Microsoft will allow servers used for disaster recovery to carry copies of its Windows server software at no extra cost, as part of the its Software Assurance licensing programme.
A key condition is that the server must be used only for disaster recovery. Microsoft defines such servers as "cold servers", meaning ones turned off until a disaster arises.
The cold server provision will be applicable for the remaining term of any two- or three-year Software Assurance contract and is not perpetual.
Microsoft partner group manager Steve Haddock said the offering is "about adding value".
He said the key to successful uptake of the offer will be education of users by Microsoft's channel partners and hoped that it would have at least 30% uptake in the first year.

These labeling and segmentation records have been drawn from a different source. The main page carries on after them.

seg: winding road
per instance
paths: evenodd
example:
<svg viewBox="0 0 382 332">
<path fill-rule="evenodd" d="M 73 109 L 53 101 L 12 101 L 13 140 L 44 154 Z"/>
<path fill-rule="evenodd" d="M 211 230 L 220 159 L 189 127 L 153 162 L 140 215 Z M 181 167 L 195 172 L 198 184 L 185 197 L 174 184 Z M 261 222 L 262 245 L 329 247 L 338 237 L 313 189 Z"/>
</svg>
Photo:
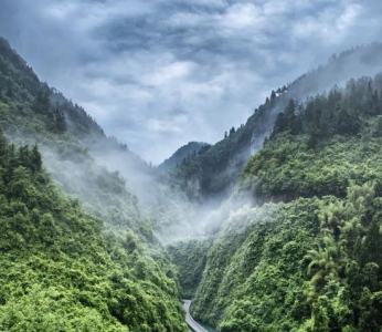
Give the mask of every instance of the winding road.
<svg viewBox="0 0 382 332">
<path fill-rule="evenodd" d="M 183 300 L 183 308 L 185 310 L 185 323 L 194 332 L 208 332 L 201 325 L 199 325 L 192 318 L 190 313 L 191 300 Z"/>
</svg>

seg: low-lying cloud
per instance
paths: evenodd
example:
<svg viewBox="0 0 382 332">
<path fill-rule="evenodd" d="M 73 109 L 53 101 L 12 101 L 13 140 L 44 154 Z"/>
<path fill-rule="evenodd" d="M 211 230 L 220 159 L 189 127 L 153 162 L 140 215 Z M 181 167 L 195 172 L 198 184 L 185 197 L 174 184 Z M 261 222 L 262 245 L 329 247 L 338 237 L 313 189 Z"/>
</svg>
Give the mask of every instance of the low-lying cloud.
<svg viewBox="0 0 382 332">
<path fill-rule="evenodd" d="M 159 163 L 272 89 L 379 40 L 379 0 L 2 0 L 0 34 L 108 135 Z"/>
</svg>

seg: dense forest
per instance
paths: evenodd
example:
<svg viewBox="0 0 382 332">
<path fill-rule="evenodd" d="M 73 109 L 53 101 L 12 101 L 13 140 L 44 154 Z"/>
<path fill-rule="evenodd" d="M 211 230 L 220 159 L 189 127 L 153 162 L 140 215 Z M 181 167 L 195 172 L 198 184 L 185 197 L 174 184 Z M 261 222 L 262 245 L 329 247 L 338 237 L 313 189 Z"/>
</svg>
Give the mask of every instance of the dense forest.
<svg viewBox="0 0 382 332">
<path fill-rule="evenodd" d="M 248 157 L 263 146 L 277 114 L 290 100 L 305 102 L 307 97 L 350 79 L 375 75 L 382 69 L 381 53 L 382 44 L 373 43 L 333 54 L 325 65 L 273 90 L 245 124 L 231 127 L 224 135 L 222 133 L 222 141 L 173 168 L 170 174 L 172 186 L 201 203 L 230 197 Z"/>
<path fill-rule="evenodd" d="M 0 39 L 0 330 L 380 332 L 381 50 L 153 168 Z"/>
<path fill-rule="evenodd" d="M 290 100 L 235 188 L 252 207 L 208 249 L 172 246 L 198 319 L 222 332 L 380 331 L 381 77 Z"/>
</svg>

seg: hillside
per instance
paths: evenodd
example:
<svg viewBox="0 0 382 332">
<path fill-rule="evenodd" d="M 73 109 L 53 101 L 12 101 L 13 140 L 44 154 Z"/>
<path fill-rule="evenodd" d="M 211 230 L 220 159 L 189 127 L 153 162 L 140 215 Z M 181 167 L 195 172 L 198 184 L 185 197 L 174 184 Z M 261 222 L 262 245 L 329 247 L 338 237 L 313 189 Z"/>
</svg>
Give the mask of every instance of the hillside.
<svg viewBox="0 0 382 332">
<path fill-rule="evenodd" d="M 209 145 L 202 142 L 189 142 L 188 144 L 178 148 L 171 157 L 167 158 L 163 163 L 159 164 L 157 169 L 162 173 L 168 170 L 180 163 L 185 163 L 188 158 L 194 156 L 203 146 Z"/>
<path fill-rule="evenodd" d="M 187 331 L 177 269 L 126 178 L 100 160 L 141 177 L 150 167 L 3 39 L 0 128 L 12 142 L 0 137 L 0 330 Z"/>
<path fill-rule="evenodd" d="M 204 250 L 173 246 L 200 280 L 195 318 L 221 332 L 380 331 L 381 75 L 290 101 L 245 165 L 245 206 Z M 182 251 L 187 247 L 188 251 Z M 184 272 L 183 272 L 184 273 Z"/>
<path fill-rule="evenodd" d="M 382 70 L 381 53 L 381 43 L 358 46 L 332 55 L 326 65 L 275 89 L 245 124 L 232 127 L 222 141 L 180 165 L 172 174 L 173 181 L 187 193 L 190 191 L 189 183 L 193 183 L 191 198 L 229 197 L 250 155 L 262 147 L 277 114 L 284 111 L 289 100 L 305 102 L 336 84 L 342 86 L 352 77 L 376 74 Z"/>
</svg>

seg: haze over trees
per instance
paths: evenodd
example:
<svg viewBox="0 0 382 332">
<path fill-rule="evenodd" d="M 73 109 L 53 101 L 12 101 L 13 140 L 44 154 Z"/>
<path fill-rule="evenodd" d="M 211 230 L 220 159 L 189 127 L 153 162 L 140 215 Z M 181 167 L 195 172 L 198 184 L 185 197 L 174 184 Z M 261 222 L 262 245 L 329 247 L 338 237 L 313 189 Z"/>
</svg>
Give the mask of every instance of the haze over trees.
<svg viewBox="0 0 382 332">
<path fill-rule="evenodd" d="M 0 39 L 0 330 L 380 332 L 381 52 L 156 168 Z"/>
</svg>

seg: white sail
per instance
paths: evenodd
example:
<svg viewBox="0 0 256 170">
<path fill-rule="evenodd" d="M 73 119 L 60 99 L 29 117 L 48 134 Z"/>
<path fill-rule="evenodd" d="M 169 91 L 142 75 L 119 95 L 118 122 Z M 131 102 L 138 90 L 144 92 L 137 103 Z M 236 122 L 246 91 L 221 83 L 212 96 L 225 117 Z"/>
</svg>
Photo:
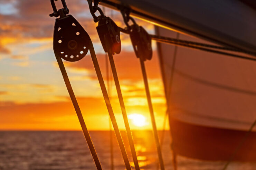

He believed the offer will aid small to medium-sized customers the most, because they often cannot afford a back-up solution.
Disaster recovery will become more important for SMEs in the next few years, he added.
Last year Microsoft offered several extras to Software Assurance in the fields of training, support and home use rights.
When it was introduced in 2001, Software Assurance met with mixed reactions from Microsoft users, with some complaining the 25% to 29% annual cost was higher than for other subscription-upgrade schemes offered by other suppliers.
Software Assurance works on the basis that customers pay an annual fee, approximately 29% of their annual licensing fee for desktop software and 25% for server apps, in exchange for free upgrades to the latest version of Microsoft software.